At market tops weak hands buy, strong hands sell.
I'd amend this by re-phrasing;
At swing high tops, some hands will buy, some will sell. The market has symmetry for both Shorts and Longs.
After entry;
The long position becomes stronger with increasing price and increasing volume.
The long position becomes weaker with increasing price and decreasing volume.
The long position becomes weakest with decreasing price and increasing volume.
The strongest position for the Short is at the end of the Long move, which can be identified as a zone closer to the Left Trend line than the RTL.
The short position becomes stronger with decreasing price and increasing volume.
The short position becomes weaker with decreasing price and decreasing volume.
The short position becomes weakest with increasing price and increasing volume.

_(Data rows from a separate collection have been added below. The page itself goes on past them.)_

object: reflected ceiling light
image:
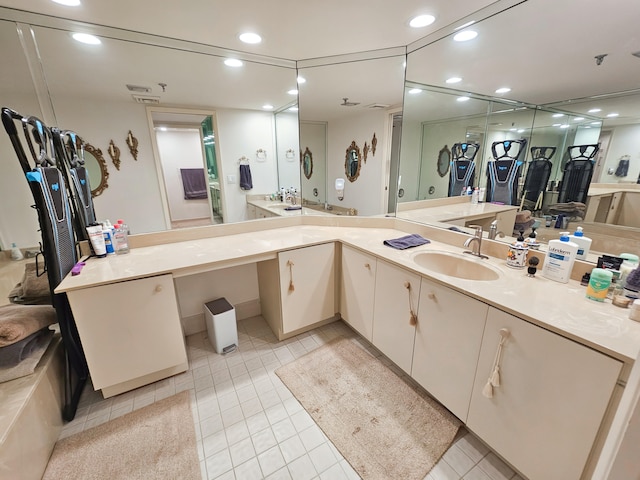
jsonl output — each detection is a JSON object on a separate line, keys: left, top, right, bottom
{"left": 262, "top": 104, "right": 274, "bottom": 110}
{"left": 287, "top": 89, "right": 298, "bottom": 95}
{"left": 408, "top": 88, "right": 422, "bottom": 94}
{"left": 446, "top": 77, "right": 462, "bottom": 84}
{"left": 159, "top": 126, "right": 167, "bottom": 132}
{"left": 454, "top": 20, "right": 476, "bottom": 31}
{"left": 72, "top": 33, "right": 101, "bottom": 45}
{"left": 239, "top": 32, "right": 262, "bottom": 44}
{"left": 591, "top": 121, "right": 601, "bottom": 125}
{"left": 584, "top": 126, "right": 591, "bottom": 129}
{"left": 606, "top": 112, "right": 619, "bottom": 117}
{"left": 560, "top": 124, "right": 570, "bottom": 129}
{"left": 495, "top": 87, "right": 511, "bottom": 94}
{"left": 409, "top": 14, "right": 436, "bottom": 28}
{"left": 288, "top": 106, "right": 299, "bottom": 112}
{"left": 453, "top": 30, "right": 477, "bottom": 42}
{"left": 552, "top": 123, "right": 562, "bottom": 127}
{"left": 224, "top": 58, "right": 243, "bottom": 67}
{"left": 517, "top": 129, "right": 525, "bottom": 133}
{"left": 297, "top": 76, "right": 306, "bottom": 84}
{"left": 552, "top": 113, "right": 564, "bottom": 118}
{"left": 588, "top": 108, "right": 601, "bottom": 113}
{"left": 52, "top": 0, "right": 81, "bottom": 5}
{"left": 573, "top": 117, "right": 585, "bottom": 121}
{"left": 456, "top": 96, "right": 470, "bottom": 102}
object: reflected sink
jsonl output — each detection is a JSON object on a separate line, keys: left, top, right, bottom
{"left": 412, "top": 251, "right": 501, "bottom": 281}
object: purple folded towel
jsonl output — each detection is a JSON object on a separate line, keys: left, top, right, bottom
{"left": 383, "top": 234, "right": 430, "bottom": 250}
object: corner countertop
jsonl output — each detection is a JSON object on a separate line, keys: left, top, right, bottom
{"left": 247, "top": 199, "right": 333, "bottom": 217}
{"left": 55, "top": 218, "right": 640, "bottom": 364}
{"left": 396, "top": 201, "right": 518, "bottom": 224}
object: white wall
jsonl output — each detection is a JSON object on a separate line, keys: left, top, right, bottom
{"left": 598, "top": 124, "right": 640, "bottom": 183}
{"left": 215, "top": 109, "right": 278, "bottom": 223}
{"left": 419, "top": 122, "right": 467, "bottom": 199}
{"left": 155, "top": 129, "right": 210, "bottom": 222}
{"left": 397, "top": 116, "right": 422, "bottom": 202}
{"left": 275, "top": 111, "right": 300, "bottom": 192}
{"left": 327, "top": 110, "right": 388, "bottom": 216}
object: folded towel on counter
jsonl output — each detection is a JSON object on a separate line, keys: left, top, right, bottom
{"left": 0, "top": 304, "right": 57, "bottom": 347}
{"left": 0, "top": 329, "right": 54, "bottom": 383}
{"left": 179, "top": 168, "right": 208, "bottom": 199}
{"left": 239, "top": 164, "right": 253, "bottom": 190}
{"left": 8, "top": 262, "right": 51, "bottom": 305}
{"left": 0, "top": 327, "right": 52, "bottom": 367}
{"left": 383, "top": 234, "right": 431, "bottom": 250}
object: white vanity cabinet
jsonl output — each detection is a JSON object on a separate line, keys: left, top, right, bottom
{"left": 259, "top": 243, "right": 336, "bottom": 340}
{"left": 467, "top": 307, "right": 623, "bottom": 480}
{"left": 371, "top": 260, "right": 420, "bottom": 373}
{"left": 340, "top": 245, "right": 376, "bottom": 341}
{"left": 66, "top": 274, "right": 188, "bottom": 398}
{"left": 411, "top": 278, "right": 488, "bottom": 421}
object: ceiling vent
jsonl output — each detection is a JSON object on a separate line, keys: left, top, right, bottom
{"left": 366, "top": 103, "right": 390, "bottom": 109}
{"left": 126, "top": 84, "right": 152, "bottom": 93}
{"left": 340, "top": 97, "right": 359, "bottom": 107}
{"left": 132, "top": 94, "right": 160, "bottom": 104}
{"left": 632, "top": 51, "right": 640, "bottom": 59}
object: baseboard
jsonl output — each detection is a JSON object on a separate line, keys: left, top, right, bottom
{"left": 181, "top": 298, "right": 261, "bottom": 336}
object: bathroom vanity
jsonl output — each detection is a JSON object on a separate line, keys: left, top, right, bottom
{"left": 55, "top": 216, "right": 640, "bottom": 480}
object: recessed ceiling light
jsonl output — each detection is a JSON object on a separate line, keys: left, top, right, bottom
{"left": 408, "top": 88, "right": 422, "bottom": 94}
{"left": 588, "top": 108, "right": 601, "bottom": 113}
{"left": 262, "top": 104, "right": 274, "bottom": 110}
{"left": 239, "top": 32, "right": 262, "bottom": 44}
{"left": 606, "top": 112, "right": 619, "bottom": 117}
{"left": 573, "top": 117, "right": 585, "bottom": 121}
{"left": 224, "top": 58, "right": 243, "bottom": 67}
{"left": 159, "top": 126, "right": 168, "bottom": 132}
{"left": 287, "top": 89, "right": 298, "bottom": 95}
{"left": 560, "top": 124, "right": 570, "bottom": 129}
{"left": 552, "top": 113, "right": 564, "bottom": 118}
{"left": 288, "top": 106, "right": 299, "bottom": 112}
{"left": 453, "top": 30, "right": 478, "bottom": 42}
{"left": 72, "top": 33, "right": 101, "bottom": 45}
{"left": 296, "top": 76, "right": 306, "bottom": 84}
{"left": 446, "top": 77, "right": 462, "bottom": 84}
{"left": 495, "top": 87, "right": 511, "bottom": 94}
{"left": 457, "top": 96, "right": 470, "bottom": 102}
{"left": 509, "top": 128, "right": 517, "bottom": 131}
{"left": 52, "top": 0, "right": 81, "bottom": 5}
{"left": 409, "top": 14, "right": 436, "bottom": 28}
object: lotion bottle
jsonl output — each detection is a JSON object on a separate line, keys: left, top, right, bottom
{"left": 541, "top": 232, "right": 578, "bottom": 283}
{"left": 569, "top": 226, "right": 592, "bottom": 260}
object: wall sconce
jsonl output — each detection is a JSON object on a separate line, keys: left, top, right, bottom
{"left": 335, "top": 178, "right": 345, "bottom": 201}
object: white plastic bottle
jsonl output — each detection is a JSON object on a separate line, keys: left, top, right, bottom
{"left": 10, "top": 243, "right": 23, "bottom": 261}
{"left": 542, "top": 232, "right": 579, "bottom": 283}
{"left": 569, "top": 226, "right": 592, "bottom": 260}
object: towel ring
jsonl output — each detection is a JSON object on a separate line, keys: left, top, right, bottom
{"left": 256, "top": 149, "right": 267, "bottom": 161}
{"left": 285, "top": 149, "right": 295, "bottom": 160}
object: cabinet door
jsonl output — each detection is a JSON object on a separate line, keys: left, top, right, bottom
{"left": 67, "top": 274, "right": 187, "bottom": 391}
{"left": 279, "top": 243, "right": 335, "bottom": 334}
{"left": 467, "top": 307, "right": 622, "bottom": 480}
{"left": 340, "top": 245, "right": 376, "bottom": 341}
{"left": 372, "top": 260, "right": 420, "bottom": 373}
{"left": 412, "top": 278, "right": 488, "bottom": 421}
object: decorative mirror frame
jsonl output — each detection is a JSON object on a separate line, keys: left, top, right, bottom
{"left": 345, "top": 140, "right": 362, "bottom": 182}
{"left": 301, "top": 147, "right": 313, "bottom": 179}
{"left": 437, "top": 144, "right": 451, "bottom": 178}
{"left": 84, "top": 143, "right": 109, "bottom": 196}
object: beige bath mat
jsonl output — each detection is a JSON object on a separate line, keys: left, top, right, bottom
{"left": 276, "top": 336, "right": 460, "bottom": 479}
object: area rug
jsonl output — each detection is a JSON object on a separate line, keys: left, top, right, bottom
{"left": 276, "top": 337, "right": 460, "bottom": 480}
{"left": 42, "top": 390, "right": 200, "bottom": 480}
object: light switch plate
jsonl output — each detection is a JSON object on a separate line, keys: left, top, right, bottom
{"left": 227, "top": 174, "right": 236, "bottom": 184}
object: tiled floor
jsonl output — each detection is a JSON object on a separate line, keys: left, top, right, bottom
{"left": 57, "top": 317, "right": 526, "bottom": 480}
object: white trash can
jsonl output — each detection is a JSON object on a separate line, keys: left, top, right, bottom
{"left": 203, "top": 298, "right": 237, "bottom": 354}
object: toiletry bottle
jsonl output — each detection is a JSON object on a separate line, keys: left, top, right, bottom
{"left": 569, "top": 226, "right": 592, "bottom": 260}
{"left": 619, "top": 253, "right": 639, "bottom": 285}
{"left": 114, "top": 221, "right": 130, "bottom": 254}
{"left": 541, "top": 231, "right": 578, "bottom": 283}
{"left": 102, "top": 223, "right": 115, "bottom": 254}
{"left": 524, "top": 227, "right": 539, "bottom": 250}
{"left": 478, "top": 187, "right": 485, "bottom": 203}
{"left": 506, "top": 231, "right": 528, "bottom": 268}
{"left": 471, "top": 187, "right": 479, "bottom": 204}
{"left": 10, "top": 243, "right": 23, "bottom": 261}
{"left": 586, "top": 268, "right": 613, "bottom": 302}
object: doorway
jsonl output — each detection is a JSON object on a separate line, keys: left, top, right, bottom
{"left": 146, "top": 107, "right": 223, "bottom": 229}
{"left": 387, "top": 112, "right": 403, "bottom": 214}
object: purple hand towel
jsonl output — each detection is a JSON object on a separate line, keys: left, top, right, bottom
{"left": 240, "top": 164, "right": 253, "bottom": 190}
{"left": 383, "top": 234, "right": 430, "bottom": 250}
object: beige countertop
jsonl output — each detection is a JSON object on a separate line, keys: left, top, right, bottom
{"left": 247, "top": 199, "right": 334, "bottom": 217}
{"left": 396, "top": 201, "right": 518, "bottom": 224}
{"left": 55, "top": 218, "right": 640, "bottom": 364}
{"left": 588, "top": 184, "right": 640, "bottom": 197}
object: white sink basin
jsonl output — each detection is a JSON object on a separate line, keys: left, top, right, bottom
{"left": 412, "top": 251, "right": 501, "bottom": 281}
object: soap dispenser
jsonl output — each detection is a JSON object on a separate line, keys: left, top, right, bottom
{"left": 569, "top": 226, "right": 592, "bottom": 260}
{"left": 507, "top": 230, "right": 528, "bottom": 268}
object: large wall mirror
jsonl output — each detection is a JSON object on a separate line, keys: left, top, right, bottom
{"left": 83, "top": 143, "right": 109, "bottom": 197}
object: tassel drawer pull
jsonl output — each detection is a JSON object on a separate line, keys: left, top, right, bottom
{"left": 364, "top": 263, "right": 371, "bottom": 270}
{"left": 482, "top": 328, "right": 510, "bottom": 399}
{"left": 286, "top": 260, "right": 295, "bottom": 292}
{"left": 404, "top": 281, "right": 418, "bottom": 326}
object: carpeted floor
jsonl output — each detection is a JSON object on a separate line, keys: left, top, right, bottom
{"left": 42, "top": 390, "right": 200, "bottom": 480}
{"left": 276, "top": 336, "right": 461, "bottom": 480}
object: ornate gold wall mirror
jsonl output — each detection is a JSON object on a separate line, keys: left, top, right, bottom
{"left": 83, "top": 143, "right": 109, "bottom": 196}
{"left": 345, "top": 140, "right": 361, "bottom": 182}
{"left": 437, "top": 144, "right": 451, "bottom": 178}
{"left": 301, "top": 147, "right": 313, "bottom": 179}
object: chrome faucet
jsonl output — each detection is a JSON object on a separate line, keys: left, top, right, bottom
{"left": 488, "top": 220, "right": 505, "bottom": 240}
{"left": 463, "top": 225, "right": 489, "bottom": 259}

The strongest position for the Long is at the end of the Short move, which can be identified as a zone closer to the Left Trend line than the Right Trend line.
A move is composed of three legs. A leg is the Dominant move of price and volume together in a unified direction. The middle leg is the non-Dominant move where price is observed to retrace some of the prior leg's price action. It's characteristic is one of decreasing volume when compared to the prior leg's volume. The third leg is a return to Dominant price and volume direction.

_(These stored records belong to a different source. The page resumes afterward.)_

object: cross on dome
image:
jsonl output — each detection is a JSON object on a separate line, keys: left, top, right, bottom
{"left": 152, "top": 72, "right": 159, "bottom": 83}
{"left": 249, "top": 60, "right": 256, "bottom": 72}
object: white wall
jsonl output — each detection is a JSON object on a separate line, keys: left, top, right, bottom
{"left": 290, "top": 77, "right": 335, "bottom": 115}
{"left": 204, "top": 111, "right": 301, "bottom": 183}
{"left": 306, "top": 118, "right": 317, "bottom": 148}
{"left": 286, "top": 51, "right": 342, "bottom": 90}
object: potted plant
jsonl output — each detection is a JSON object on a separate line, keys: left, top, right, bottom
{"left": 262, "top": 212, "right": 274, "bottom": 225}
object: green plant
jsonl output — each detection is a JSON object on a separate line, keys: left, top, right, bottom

The steeper the RTL per unit of time, the greater the money making velocity. The strongest trades are always orthogonal on a chart.
The exit is what proves the entry.
Up until this point the future is coalescing into the present, the field of possibilities once limitless now diminishes until price can only take the path of least resistance. In this particular example, Resistance is not Buyers vs Sellers for it's always evenly paired, it's the absence of perceived value and a diminishment in the willingness to engage in transactions - this manifests as decreasing volume.
It is at this point the minority take positions for the next profit taking segment.